17 thoughts on “The Bullhorn”

  1. “Maybe if he brought his teleprompter …”

    Would that then be a bull-prompter? Hmm…kind of fitting on several levels…

  2. Thanks, Rand. I’ve been lurking and reading for a while but had to say “thanks” for this… still chokes me up. Hope we never forget…

    This loser in the WH now doesn’t know his a** from a bullhorn.

  3. Not at all a Bush fan, but that was, for me, his greatest moment. Had Obama been president, he would have just gone on to remind everyong–in between “uh’s”–of his historic election.

  4. I was vaguely reminded of the differences this morning, listetning to NPR news. They led off with a report that an American woman hiking in the northern mountains of Iraq, who (she and her family says) strayed accidentally across the border into Iran, and who was subsequently held prisoner by the Iranian government for one year on accusations of “spying,” was released after $500,000 of “bail” was paid on her behalf. President Obama was quoted as saying he was “relieved” that she was home again, and “hoped” that the Iranians would “show compassion” and release her companion, who is still being held. (Guess not enough ransom “bail” was offered yet.)

    The very next story had Obama’s speech to schoolchildren in Philadelphia, and sound bites are played in which he sternly warns the (presumably inner-city Philadelphila) children to take command of their fate, not screw around and waste their lives, let no one else define them, rise above their surroundings, et cetera.

    The contrast with GWB is just amazing. Bush was compassionate and loyal to Americans, and an aggressive unpredictably dangerous cowboy to enemies of Americans. Obama is just the reverse. I’m pretty cynical and cool about politicians in general, but this morning’s performance by our Pussy In Chief just disgusted me. He’s going to pray that the Iranians show compassion? While he hectors kids to stand tall? What a hypocritical bully.

  5. What a hypocritical bully.

    I’ve known lots of bullies in my time, and I have tended to conclude that all bullies are hypocrites and, given a chance, all hypocrites would be bullies.

  6. If an US citizen goes hiking on the border with Iran they are either a candidate recipient for a Darwin Award or a spy. Iran being one of those countries in the pariah state list and all.
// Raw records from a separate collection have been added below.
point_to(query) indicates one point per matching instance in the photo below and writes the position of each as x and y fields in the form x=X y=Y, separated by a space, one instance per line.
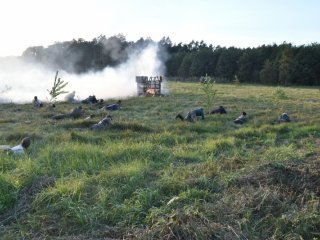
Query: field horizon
x=151 y=176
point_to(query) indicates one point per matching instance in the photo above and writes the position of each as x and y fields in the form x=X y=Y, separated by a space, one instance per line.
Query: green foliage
x=207 y=86
x=57 y=88
x=148 y=176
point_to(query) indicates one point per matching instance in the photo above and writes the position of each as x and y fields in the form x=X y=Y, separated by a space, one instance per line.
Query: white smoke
x=20 y=81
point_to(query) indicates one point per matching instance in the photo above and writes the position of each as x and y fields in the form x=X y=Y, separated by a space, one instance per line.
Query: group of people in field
x=199 y=112
x=78 y=112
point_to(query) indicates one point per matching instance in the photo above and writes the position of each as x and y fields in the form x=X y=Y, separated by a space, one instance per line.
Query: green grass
x=149 y=176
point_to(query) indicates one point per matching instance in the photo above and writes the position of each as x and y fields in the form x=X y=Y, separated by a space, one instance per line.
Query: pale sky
x=239 y=23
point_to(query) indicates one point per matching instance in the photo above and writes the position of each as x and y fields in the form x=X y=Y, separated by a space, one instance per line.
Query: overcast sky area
x=239 y=23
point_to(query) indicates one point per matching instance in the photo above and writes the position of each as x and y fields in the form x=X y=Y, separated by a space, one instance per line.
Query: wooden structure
x=149 y=86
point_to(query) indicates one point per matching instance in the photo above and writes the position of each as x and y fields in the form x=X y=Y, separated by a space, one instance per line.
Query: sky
x=239 y=23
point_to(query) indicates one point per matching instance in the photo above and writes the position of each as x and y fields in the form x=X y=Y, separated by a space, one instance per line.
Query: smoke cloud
x=21 y=81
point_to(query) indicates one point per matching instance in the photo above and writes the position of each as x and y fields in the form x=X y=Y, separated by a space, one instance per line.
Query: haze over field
x=21 y=81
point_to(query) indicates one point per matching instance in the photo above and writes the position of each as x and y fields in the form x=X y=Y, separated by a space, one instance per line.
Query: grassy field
x=149 y=176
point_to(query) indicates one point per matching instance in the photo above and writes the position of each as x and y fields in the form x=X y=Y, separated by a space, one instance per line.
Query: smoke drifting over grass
x=21 y=81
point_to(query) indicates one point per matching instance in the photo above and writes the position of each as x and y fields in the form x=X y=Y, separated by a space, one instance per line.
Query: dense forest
x=283 y=64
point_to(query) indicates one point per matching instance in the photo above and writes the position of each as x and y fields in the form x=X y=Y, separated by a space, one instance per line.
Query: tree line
x=283 y=64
    If we are talking about Kurdistan that is one of the most disputed areas of the world. Not exactly the best place to go for a pleasant walk.
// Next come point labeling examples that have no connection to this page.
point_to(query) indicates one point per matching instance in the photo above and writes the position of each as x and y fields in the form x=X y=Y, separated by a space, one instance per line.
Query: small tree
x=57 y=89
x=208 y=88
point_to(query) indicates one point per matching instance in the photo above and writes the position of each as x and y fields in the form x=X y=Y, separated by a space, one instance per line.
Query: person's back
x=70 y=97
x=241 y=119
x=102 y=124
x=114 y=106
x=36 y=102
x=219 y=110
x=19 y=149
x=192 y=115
  7. God, they were idiots and fools. They were well-known Berkeley “peace” activitsts, and were in Iraq and various places in the Middle East to investigate and expose US “human rights abuses” and to act in “solidarity” with the usual suspects. They went to an apparently famous and beautiful location in the mountains of Kurdistan that is popular with hikers both Iraqi and international. (There are also some eyewitnesses who claim they were seized by Iranian border guards inside Iraq, for what that’s worth.)
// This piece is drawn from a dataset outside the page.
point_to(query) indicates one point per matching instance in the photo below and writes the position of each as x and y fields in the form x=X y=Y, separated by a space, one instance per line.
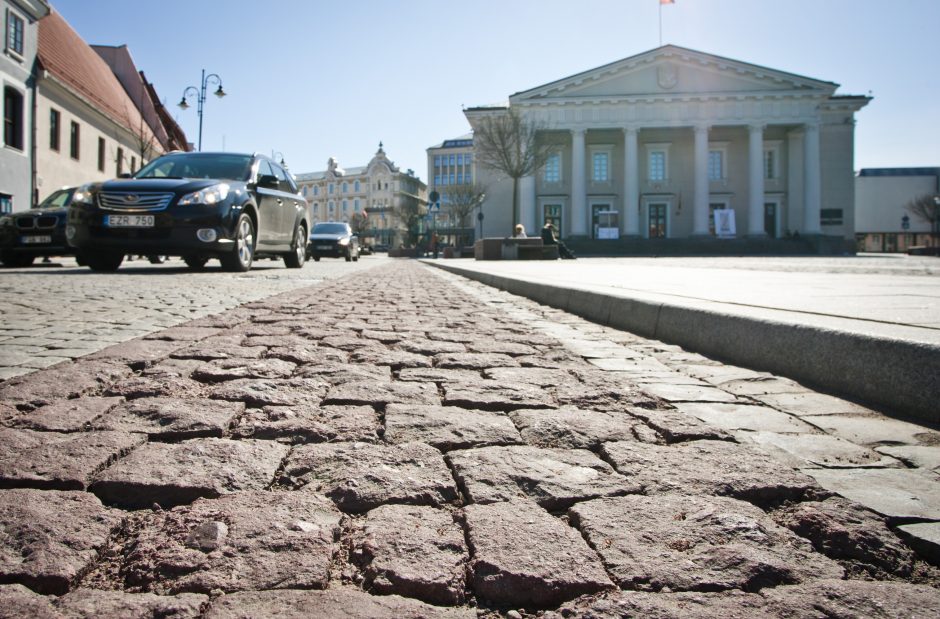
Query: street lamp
x=200 y=94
    But so what? They may be the dumbest and most ungrateful worthless excuses for Americans we’ve got, but they are still Americans, and that ought to (and during GWB’s Presidency did) mean something: that mistreating and abusing them exposes you to some serious bad juju. I like that.

    That they would be spies for the Bush Administration, given their loud history, is utterly laughable. Only a mullah thoroughly insulated from modern history could swallow that.

  8. I’ve heard that a conservative is a liberal who was mugged by reality. It’ll be interesting to hear if those “peace activists” (Darwin Award candidates) have experienced any changes in their world-view as a result of their experiences, or if they still blame America for all the world’s problems.

  9. You would be surprised at how much people can ignore reality in order to keep to their own preconceived views. Assuming they are bona fide peaceniks.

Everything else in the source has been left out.